If you didn’t know there was a very big lake in Siberia, Lake Baikal comes as quite a surprise. At 640km long, 80km wide and 1620m deep, not only is it the world’s biggest lake, it holds a massive 20 per cent of the world’s fresh water.

In summer, you can spend a day sailing or kayaking on the lake — perhaps spot a nerpa seal or two and check out Olkhon Island, sacred to the local shamans. Swimming in the lake is an awesome experience thanks to the water’s astonishing transparency (be warned it’s chilly). With the visibility in the lake 40-50m, it’s an ideal spot for scuba diving.

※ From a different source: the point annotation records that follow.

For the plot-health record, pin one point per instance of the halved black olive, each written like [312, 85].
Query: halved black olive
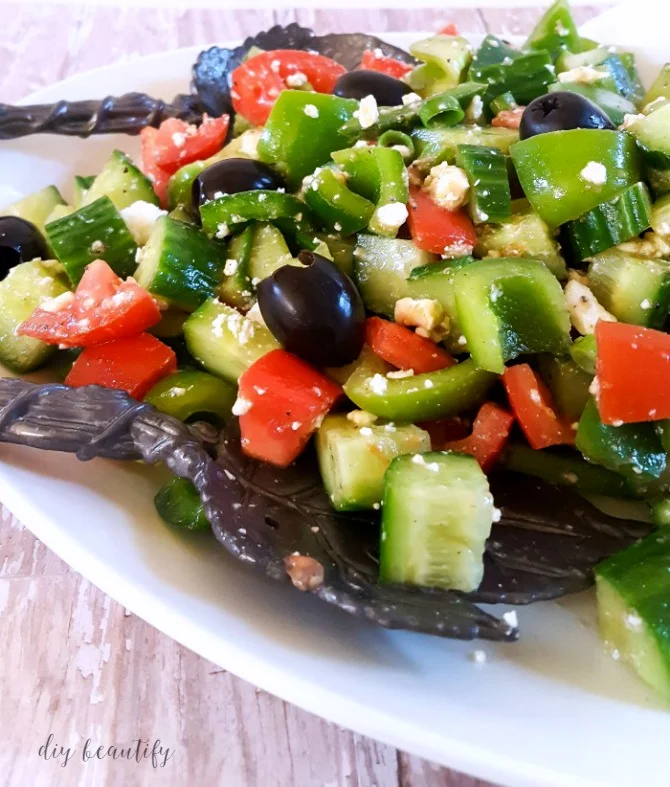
[231, 176]
[20, 241]
[314, 310]
[388, 91]
[561, 111]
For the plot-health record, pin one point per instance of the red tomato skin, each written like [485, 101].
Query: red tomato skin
[533, 406]
[385, 65]
[133, 365]
[403, 348]
[435, 229]
[288, 400]
[490, 433]
[633, 373]
[104, 309]
[256, 83]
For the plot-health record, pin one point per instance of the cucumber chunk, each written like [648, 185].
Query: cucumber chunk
[122, 182]
[353, 461]
[36, 207]
[633, 588]
[26, 287]
[96, 231]
[225, 342]
[179, 264]
[437, 515]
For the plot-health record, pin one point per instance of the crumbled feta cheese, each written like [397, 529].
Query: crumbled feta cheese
[411, 98]
[585, 311]
[392, 215]
[241, 406]
[594, 172]
[230, 267]
[361, 418]
[378, 384]
[140, 218]
[585, 75]
[296, 80]
[447, 185]
[367, 112]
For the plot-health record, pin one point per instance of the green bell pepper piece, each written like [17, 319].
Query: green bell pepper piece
[379, 175]
[190, 393]
[632, 450]
[422, 397]
[508, 307]
[550, 167]
[338, 207]
[297, 139]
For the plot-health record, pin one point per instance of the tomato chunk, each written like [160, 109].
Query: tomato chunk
[534, 408]
[403, 348]
[103, 309]
[281, 402]
[490, 433]
[258, 81]
[633, 373]
[133, 365]
[438, 230]
[385, 65]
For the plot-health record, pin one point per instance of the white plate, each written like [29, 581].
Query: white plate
[550, 710]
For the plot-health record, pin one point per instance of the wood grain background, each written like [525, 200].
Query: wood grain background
[73, 662]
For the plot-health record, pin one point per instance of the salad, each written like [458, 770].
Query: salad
[428, 268]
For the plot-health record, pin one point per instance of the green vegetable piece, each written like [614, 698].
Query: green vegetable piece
[566, 468]
[192, 395]
[336, 205]
[510, 307]
[566, 189]
[632, 591]
[297, 142]
[353, 461]
[96, 231]
[583, 353]
[422, 397]
[436, 517]
[632, 288]
[612, 222]
[555, 31]
[490, 197]
[225, 342]
[445, 59]
[632, 450]
[180, 265]
[26, 287]
[179, 504]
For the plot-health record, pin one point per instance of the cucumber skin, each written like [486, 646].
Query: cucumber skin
[21, 292]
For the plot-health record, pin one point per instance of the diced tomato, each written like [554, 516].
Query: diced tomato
[633, 373]
[258, 81]
[449, 29]
[283, 401]
[385, 65]
[534, 408]
[177, 143]
[133, 365]
[403, 348]
[435, 229]
[103, 309]
[490, 433]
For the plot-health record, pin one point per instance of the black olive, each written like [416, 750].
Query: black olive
[231, 176]
[388, 91]
[314, 310]
[20, 241]
[561, 111]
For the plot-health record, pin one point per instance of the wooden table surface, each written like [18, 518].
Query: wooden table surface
[74, 663]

In winter, when the lake is frozen it’s perfectly safe to walk on — even drive across — and several slipways lead down from the lakefront at Listvyanka. A small area is cleared to make an ice-skating rink, and adrenaline junkies can hire snowmobiles to zip across the ice at breakneck speeds. Ice fishing expeditions are also popular


By the time gold was discovered in the 1880s, Irkutsk was known as the Paris of Siberia.

These days much of the city’s wealth has departed to the big smoke of Moscow, but it retains an eclectic and cosmopolitan feel thanks to the students of its 11 universities.


Listvyanka is a charming fishing village strung out along the shore of Lake Baikal, and it’s here most of the restaurants, accommodation and tourist activities are based.

There’s a ski slope behind Listvyanka, though cross-country or alpine skiing is a more popular choice. A dog sledding company operates out of the village.